Instruments not purchased from a music dealer are generally not warranted,
shop-adjusted or tested in any way (no repair technicians), and may be
configured improperly. There is no local reputable dealer who will back the
instrument and it is usually non-returnable.
Instruments purchased without being evaluated by the music teacher or a
reputable repair shop may need more repairs than the value of the
WE RECOMMEND: Get your instrument at a local music store. If you are looking at
an instrument from another source, follow the list of brands on the other side of this
sheet. Call Mrs. Bredwell if you are looking at a brand that is not listed.
PLEASE AVOID: Don’t shop online. Also, don’t buy your instrument at Wal-Mart,
Sam’s Club, Meijer, Penney’s, or other discount stores. Some brands you will see there
are “First Act” and possibly “Maxtone”, among many others. These are poorly
constructed, with many of the problems listed above.

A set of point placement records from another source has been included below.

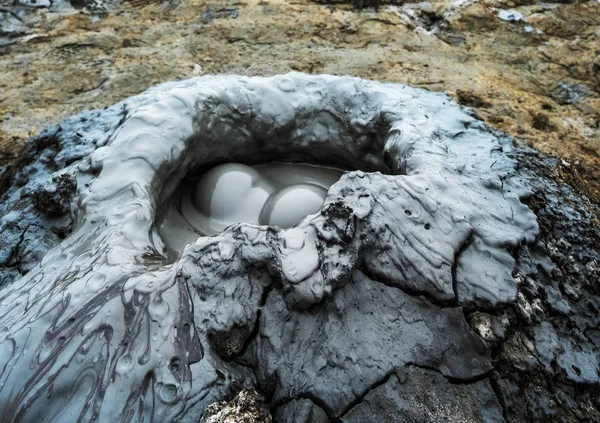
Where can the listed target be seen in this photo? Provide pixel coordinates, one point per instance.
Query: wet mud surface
(532, 73)
(532, 358)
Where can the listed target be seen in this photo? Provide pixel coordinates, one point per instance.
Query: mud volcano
(355, 313)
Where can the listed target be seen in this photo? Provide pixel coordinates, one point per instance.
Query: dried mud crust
(536, 79)
(534, 360)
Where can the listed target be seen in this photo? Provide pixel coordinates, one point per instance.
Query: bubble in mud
(288, 206)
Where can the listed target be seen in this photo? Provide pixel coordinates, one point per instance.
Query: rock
(433, 221)
(246, 407)
(300, 411)
(358, 337)
(413, 394)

Respected brands of instruments rented or purchased through a reputable school
music dealer will have none of the above problems. They come with full exchange and
return privileges, are adjustable and repairable by qualified on-site repair technicians,
covered by all warranties, and backed by the guarantee of experienced school music
specialists. Remember: you get what you pay for – let the buyer beware!
If you are looking at buying a new instrument, whether a student model or a ‘step-up’
model, please consult Mrs. Bredwell. She is familiar with the brands that are out there
and can help you make a good investment in a quality instrument.